Georges evidently hasn’t told Arnaud about seeing us in the woods earlier. So far, at least. Either he really does only care about his pigs, like Gretchen says, or he’s learned to turn a blind eye to anything that doesn’t concern him. Either way, I should be relieved.

Instead I feel almost disappointed.

I’ve been in a strange mood all afternoon. There was no question of doing any more work once the rain started. It quickly turned my mortar to sludge, and when the wind picked up as well, buffeting the scaffold with each squall, I’d no choice but to come down. Soaking wet, I went back to the barn and stripped off my wet overalls, then watched the storm through the loft’s window. The landscape outside was transformed, the familiar pastoral scene replaced by a wilder persona. The fields beyond the wind-thrashed trees had been smeared from existence, while the lake was no more than a blur. As thunder rumbled in the distance I contemplated swimming in it now, with its surface shredded by the downpour.

Instead I stayed in the loft, listening to the drumming rain and waiting for the promised lightning. It never materialized, and before long the storm’s novelty had worn thin. Smoking one of my last cigarettes without enjoyment, I tried to read another chapter of Madame Bovary. But my heart wasn’t in it. As the day dragged into evening without any let-up in the downpour, I grew more restless. For the first time in weeks I put my watch back on, watching the seconds tick by to when I’d have to go to the house for dinner. As well as apprehension, there was also a strange sense of anticipation.

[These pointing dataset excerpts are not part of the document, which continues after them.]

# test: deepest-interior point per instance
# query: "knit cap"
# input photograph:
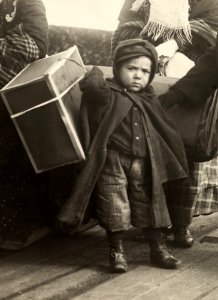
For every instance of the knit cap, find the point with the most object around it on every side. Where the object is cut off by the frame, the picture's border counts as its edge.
(133, 48)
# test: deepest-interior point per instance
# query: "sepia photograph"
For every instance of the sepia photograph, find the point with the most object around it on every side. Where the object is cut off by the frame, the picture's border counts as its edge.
(108, 149)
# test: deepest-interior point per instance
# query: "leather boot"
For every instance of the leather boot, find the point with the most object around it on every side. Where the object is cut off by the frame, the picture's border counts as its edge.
(159, 253)
(182, 236)
(117, 256)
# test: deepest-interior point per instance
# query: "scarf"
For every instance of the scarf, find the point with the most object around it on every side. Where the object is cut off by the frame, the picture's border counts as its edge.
(167, 19)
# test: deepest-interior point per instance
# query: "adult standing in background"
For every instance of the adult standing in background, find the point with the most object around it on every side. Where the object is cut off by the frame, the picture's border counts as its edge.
(187, 28)
(181, 30)
(23, 39)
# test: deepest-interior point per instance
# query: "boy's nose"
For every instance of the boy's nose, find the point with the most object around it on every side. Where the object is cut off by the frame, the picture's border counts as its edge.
(137, 75)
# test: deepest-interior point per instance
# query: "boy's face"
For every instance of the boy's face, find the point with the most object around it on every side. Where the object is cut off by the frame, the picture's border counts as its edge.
(135, 73)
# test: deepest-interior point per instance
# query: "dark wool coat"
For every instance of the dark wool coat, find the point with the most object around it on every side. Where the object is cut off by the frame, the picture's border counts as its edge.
(104, 106)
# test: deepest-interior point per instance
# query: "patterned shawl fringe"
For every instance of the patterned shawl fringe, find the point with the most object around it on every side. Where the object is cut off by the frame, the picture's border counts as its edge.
(157, 31)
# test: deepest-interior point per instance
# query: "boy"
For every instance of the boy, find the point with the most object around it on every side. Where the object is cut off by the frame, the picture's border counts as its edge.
(135, 148)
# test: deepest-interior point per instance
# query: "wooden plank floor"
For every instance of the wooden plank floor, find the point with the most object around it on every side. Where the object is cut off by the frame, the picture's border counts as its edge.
(61, 267)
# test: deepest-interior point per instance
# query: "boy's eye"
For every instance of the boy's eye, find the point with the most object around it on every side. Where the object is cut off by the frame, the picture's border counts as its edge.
(146, 71)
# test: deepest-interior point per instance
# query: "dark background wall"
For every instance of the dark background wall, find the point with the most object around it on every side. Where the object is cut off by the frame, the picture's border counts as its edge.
(93, 45)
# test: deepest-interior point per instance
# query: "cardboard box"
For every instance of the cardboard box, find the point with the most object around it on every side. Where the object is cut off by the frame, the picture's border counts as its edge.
(43, 101)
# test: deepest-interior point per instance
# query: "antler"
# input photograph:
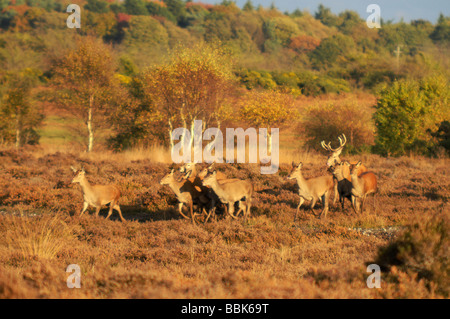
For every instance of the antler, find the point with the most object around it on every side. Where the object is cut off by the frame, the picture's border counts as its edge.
(325, 146)
(342, 141)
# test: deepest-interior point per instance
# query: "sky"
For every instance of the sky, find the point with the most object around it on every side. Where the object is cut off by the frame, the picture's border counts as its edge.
(390, 9)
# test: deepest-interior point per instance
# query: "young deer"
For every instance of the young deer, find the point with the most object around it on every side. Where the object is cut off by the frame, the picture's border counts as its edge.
(362, 185)
(313, 189)
(211, 169)
(186, 194)
(231, 191)
(196, 178)
(334, 159)
(344, 186)
(98, 195)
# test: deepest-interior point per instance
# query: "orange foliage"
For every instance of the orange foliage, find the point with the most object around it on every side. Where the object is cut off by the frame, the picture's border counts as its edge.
(304, 43)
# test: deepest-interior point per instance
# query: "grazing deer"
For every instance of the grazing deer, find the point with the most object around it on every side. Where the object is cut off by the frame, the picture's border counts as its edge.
(362, 185)
(186, 194)
(344, 186)
(196, 178)
(97, 195)
(334, 159)
(231, 191)
(313, 189)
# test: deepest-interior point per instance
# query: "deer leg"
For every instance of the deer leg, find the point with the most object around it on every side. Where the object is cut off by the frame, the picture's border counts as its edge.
(191, 209)
(354, 203)
(363, 200)
(313, 203)
(325, 205)
(249, 206)
(231, 210)
(336, 193)
(85, 206)
(117, 207)
(302, 200)
(180, 210)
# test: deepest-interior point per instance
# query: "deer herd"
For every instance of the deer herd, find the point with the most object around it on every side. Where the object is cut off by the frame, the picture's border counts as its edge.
(207, 193)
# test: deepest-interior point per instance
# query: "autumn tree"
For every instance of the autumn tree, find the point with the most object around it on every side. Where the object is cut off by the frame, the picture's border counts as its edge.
(20, 114)
(406, 111)
(193, 85)
(84, 84)
(267, 109)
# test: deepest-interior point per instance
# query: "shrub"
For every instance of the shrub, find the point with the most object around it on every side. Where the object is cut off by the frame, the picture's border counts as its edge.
(422, 250)
(325, 122)
(405, 111)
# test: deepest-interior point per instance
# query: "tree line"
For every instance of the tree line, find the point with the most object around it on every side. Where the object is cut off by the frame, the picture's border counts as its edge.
(129, 63)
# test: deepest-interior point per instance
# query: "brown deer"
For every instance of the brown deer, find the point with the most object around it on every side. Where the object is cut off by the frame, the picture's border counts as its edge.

Now I’m finally here, though, it’s an anticlimax. Everything carries on as normal. Mathilde comes around with the pan, serving a second artichoke to each of us. They’re small but tender, the meaty flesh of the leaves succulent and soft. I don’t have much appetite, but I accept another all the same. She pours a little hot butter from the pan onto it before moving away, as expressionless as ever.